El agente infiltrado
La infiltración sin orden judicial es un delito. La seducción o el enamoramiento insinceros no lo son. Si, de verdad, alguien quiere defender la ley, debe saber desligarla de las humanas sordideces sentimentales
Combatir al Estado nunca es gratis. Cualquier revolucionario, cualquier insurrecto, cualquier ciudadano que sencillamente sueñe con paraísos, debe saber eso antes de mover su primer peón sobre el tablero. Con el gran Leviatán, nadie juega en igualdad de condiciones. Ese ajedrez tiene reglas, no muy elegantes: universales para todos los Estados. Y los garantistas sólo se diferencian aquí de los dictatoriales en un matiz: un poder judicial independiente vela para preservar al ciudadano de la automática tendencia estatal a apisonar todo cuanto le sea puesto por delante. Por eso es tan de supervivencia que los gobiernos no puedan poner sus sucias manos –porque todo gobierno tiene, necesariamente, las manos sucias– sobre los jueces.

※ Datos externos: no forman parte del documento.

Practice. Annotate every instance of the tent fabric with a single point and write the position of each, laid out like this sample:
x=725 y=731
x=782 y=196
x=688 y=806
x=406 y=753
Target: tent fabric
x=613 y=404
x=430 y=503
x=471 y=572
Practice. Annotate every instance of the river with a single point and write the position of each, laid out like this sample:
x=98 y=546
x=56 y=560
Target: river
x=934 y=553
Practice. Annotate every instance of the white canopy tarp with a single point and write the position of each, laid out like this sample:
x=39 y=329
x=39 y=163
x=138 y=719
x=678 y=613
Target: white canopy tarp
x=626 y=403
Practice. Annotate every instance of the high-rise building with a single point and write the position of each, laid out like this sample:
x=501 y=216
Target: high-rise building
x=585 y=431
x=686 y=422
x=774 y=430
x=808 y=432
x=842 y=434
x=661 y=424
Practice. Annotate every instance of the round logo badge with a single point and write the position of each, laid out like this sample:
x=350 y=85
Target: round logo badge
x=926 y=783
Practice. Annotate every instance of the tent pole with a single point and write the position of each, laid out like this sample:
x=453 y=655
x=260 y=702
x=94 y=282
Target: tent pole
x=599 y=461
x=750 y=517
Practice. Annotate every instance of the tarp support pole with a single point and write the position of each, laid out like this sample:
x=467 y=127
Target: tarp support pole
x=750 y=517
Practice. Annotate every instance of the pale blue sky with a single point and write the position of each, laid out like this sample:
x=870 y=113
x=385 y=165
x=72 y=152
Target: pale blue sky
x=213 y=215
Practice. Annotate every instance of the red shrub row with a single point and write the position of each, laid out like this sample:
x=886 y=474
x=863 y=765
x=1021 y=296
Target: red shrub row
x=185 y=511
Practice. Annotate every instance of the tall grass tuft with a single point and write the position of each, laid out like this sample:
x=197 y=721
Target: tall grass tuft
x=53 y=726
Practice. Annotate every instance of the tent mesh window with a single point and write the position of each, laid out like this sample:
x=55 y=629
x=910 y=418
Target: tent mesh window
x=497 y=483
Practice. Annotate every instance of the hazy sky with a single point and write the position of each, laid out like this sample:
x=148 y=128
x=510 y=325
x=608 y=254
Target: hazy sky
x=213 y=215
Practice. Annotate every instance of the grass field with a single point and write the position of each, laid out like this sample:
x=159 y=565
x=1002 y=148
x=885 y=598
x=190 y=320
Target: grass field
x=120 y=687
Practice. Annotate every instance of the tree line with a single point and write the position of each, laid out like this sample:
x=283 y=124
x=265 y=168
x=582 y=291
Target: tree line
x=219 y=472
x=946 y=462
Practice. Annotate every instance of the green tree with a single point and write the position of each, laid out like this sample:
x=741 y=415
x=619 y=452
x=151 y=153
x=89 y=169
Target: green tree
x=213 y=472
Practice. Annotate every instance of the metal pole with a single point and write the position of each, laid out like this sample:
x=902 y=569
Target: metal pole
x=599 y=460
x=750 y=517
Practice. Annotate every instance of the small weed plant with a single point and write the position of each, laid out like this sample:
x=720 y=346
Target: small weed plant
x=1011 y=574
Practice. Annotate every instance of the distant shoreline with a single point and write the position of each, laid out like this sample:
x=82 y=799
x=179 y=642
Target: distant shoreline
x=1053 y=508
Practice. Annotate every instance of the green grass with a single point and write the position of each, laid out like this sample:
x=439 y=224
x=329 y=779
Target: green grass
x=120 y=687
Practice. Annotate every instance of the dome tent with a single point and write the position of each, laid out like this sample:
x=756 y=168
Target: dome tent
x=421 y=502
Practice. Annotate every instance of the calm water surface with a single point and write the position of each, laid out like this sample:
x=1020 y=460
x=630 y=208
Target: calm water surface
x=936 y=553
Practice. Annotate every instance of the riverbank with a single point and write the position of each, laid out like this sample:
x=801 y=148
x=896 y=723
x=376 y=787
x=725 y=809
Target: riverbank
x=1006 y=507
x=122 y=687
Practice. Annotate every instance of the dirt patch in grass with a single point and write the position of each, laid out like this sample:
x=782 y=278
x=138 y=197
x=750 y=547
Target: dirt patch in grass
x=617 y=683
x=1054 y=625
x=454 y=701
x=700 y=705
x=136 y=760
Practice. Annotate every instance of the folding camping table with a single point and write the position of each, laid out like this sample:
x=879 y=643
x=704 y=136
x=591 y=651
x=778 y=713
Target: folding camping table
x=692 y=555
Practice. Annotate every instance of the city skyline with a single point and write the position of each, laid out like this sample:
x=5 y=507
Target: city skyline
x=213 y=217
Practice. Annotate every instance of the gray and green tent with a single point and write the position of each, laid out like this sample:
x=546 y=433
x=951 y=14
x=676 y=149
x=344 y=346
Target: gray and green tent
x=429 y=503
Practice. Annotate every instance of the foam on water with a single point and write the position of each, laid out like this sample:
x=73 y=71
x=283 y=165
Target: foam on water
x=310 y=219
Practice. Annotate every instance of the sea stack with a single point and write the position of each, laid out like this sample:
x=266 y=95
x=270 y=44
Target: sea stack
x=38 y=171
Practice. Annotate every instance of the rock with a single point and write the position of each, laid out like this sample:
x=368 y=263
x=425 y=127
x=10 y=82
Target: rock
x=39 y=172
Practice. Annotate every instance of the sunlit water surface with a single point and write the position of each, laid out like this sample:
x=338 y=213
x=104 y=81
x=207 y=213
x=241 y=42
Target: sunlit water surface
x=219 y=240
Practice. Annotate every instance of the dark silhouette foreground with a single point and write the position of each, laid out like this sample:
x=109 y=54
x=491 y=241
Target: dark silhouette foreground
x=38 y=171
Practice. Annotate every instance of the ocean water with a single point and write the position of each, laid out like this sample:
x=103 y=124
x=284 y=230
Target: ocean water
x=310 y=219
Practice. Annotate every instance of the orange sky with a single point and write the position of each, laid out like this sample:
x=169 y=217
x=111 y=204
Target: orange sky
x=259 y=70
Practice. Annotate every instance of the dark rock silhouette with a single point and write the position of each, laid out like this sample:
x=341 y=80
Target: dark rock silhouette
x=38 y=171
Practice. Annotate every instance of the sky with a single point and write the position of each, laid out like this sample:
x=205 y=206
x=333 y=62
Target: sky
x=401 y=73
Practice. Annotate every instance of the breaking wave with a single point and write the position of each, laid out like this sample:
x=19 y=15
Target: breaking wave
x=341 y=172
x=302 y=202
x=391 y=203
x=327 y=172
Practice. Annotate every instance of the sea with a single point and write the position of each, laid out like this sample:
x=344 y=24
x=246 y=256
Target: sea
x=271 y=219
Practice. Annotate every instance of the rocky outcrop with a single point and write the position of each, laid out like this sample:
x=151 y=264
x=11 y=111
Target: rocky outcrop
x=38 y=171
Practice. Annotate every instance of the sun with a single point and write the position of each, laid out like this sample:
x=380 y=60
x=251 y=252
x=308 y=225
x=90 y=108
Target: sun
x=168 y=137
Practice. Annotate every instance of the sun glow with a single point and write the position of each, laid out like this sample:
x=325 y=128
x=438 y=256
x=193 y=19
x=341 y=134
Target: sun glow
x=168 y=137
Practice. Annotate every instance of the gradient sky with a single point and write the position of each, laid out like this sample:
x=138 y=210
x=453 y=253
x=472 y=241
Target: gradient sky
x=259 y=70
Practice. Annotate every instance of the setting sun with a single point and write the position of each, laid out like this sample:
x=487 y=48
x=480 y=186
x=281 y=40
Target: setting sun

Las criaturas del movimiento alternativo que fueron infiltradas por un agente provocador en Cataluña no están desasistidas. La infiltración policial está claramente tasada por la ley; como todas las actuaciones de las fuerzas de seguridad en un régimen democrático. Y reposa sobre un principio ineludible: sólo un juez puede autorizar a un funcionario policial para que opere, bajo identidad falsa, como agente encubierto, en un ámbito cuya peligrosidad únicamente el tal juez está habilitado a valorar.
La querella contra el agente infiltrado descansa, en los términos de las abogadas que la presentaron, sobre la apreciación de que su comportamiento «no sólo transgrede los límites legales de la actuación de infiltración de los cuerpos policiales, sino que traspasa los límites éticos, atentando contra el núcleo esencial de las activistas y su autonomía sexual». Y me temo que yerran las querellantes al amalgamar «límites legales» y «límites éticos». La justicia califica –y procesa o archiva, según proceda– toda violación del convenido código que fija los «límites legales». Y nada tiene que decir acerca de los «códigos éticos», que corresponden a una esfera de privacidad inaccesible a las leyes. Un sujeto puede ser moralmente odioso y no delinquir. Resulta de lo más frecuente. Y hay oficios en los que actuar de modo odioso es una constricción laboral.
Si el infiltrado de Cataluña actuó sin orden judicial, el delito que ha cometido es grave: será difícil que pueda eludir la pena que la ley prevé. O que la eluda quien le hubiera dado –sin respaldo judicial– esa orden. Si lo hizo bajo cobertura judicial, será al magistrado que la dictó a quien corresponda rendir cuentas de lo ordenado. La infiltración sin orden judicial es un delito. La seducción o el enamoramiento insinceros no lo son. Si, de verdad, alguien quiere defender la ley, debe saber desligarla de las humanas sordideces sentimentales. Si todo aquel –hombre o mujer– que miente a su pareja merece cárcel, no quedará hombre o mujer libre en el universo. Puede que así acabe siendo.
Yo, mientras eso llega, recomiendo la lectura de un debate primoroso: el que enfrenta al jovencísimo Benjamin Constant de 1796 con un Immanuel Kant viejo y consagrado: ¿existe un derecho a mentir? La respuesta es menos simple de lo que puedan soñar las meninges infantiles.